専門家からのアドバイス前後共に2キロのレートアップをして以降,コーナリング中の限界領域で上手くタイヤのグリップを引き出せず困っていたのですが,色々とテストしてみた結果,ダンパーの仕様が私の好みに合わなくなってきた事が分かりました.

これはダンパー自体が悪い訳ではなく,ダンパーを入手した後からスプリングの銘柄を変えて・レートを変えてと,設計者の意図と異なる使い方をしているので当然と言えば当然の結果です.

ならば,今のスプリングに合うように再びダンパーの仕様を変更すれば良い訳なのですが,私は専門家ではないので自分の望んでいる動きをどう言語化すれば良いのか分からず,さすがにショップも個人の好みレベルとなると掴みようがありません.

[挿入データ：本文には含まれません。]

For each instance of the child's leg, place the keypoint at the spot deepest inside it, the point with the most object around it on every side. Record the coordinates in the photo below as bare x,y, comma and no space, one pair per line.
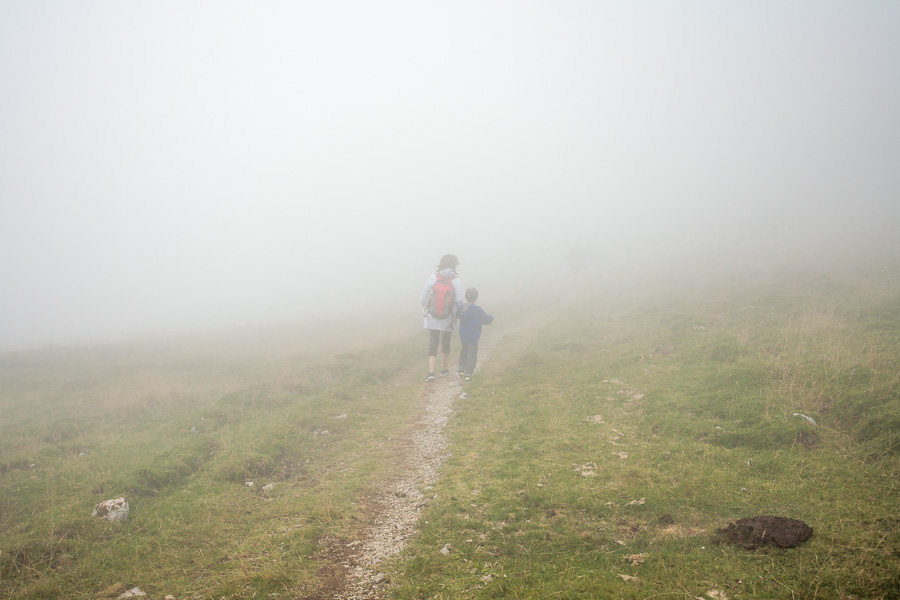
463,353
445,348
471,357
434,339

こうなると全部自分でやるしかないので,走行データから仮説を立てて,出来る範囲でパラメータを振ってデータを集め,体感した事と理屈と照らし合わせて(途中プロドライバーにもアドバイスを頂きました),ようやく以下のように纏められました

  フロント(縮み側) ・・・ 減衰力は弱めて,荷重をのせ易くしたい
  フロント(伸び側) ・・・ 減衰力は強めて,荷重を抜けにくくしたい
  リア  (縮み側) ・・・ 減衰力を強めて,リアのロール量を抑えたい
  リア  (伸び側) ・・・ 減衰力を弱めて,リアのインリフトを抑えたい


素人なのでここまで来るのに数ヵ月を要し,気づけばタイムアタックシーズンも始まってしまっていた訳なのですが(汗),今からダンパーの仕様変更なんてしていたらシーズンが終わってしまうので「何か現状で出来る事がないか?」と考えた結果,フロントのスプリングをレートを維持したまま,中反発→低反発に変更するアイデアを思いつきました.



(HAL springs:自動車用スプリングより)

HAL springは,低・中・高の3種類の反発力をラインナップしており,これまで「中反発」と「高反発」を試した事があるのですが,違いを感じ取る事が出来ました.ならば「低反発」も違いはちゃんと出るだろうと手配しようと思ったのですが,少々不安が.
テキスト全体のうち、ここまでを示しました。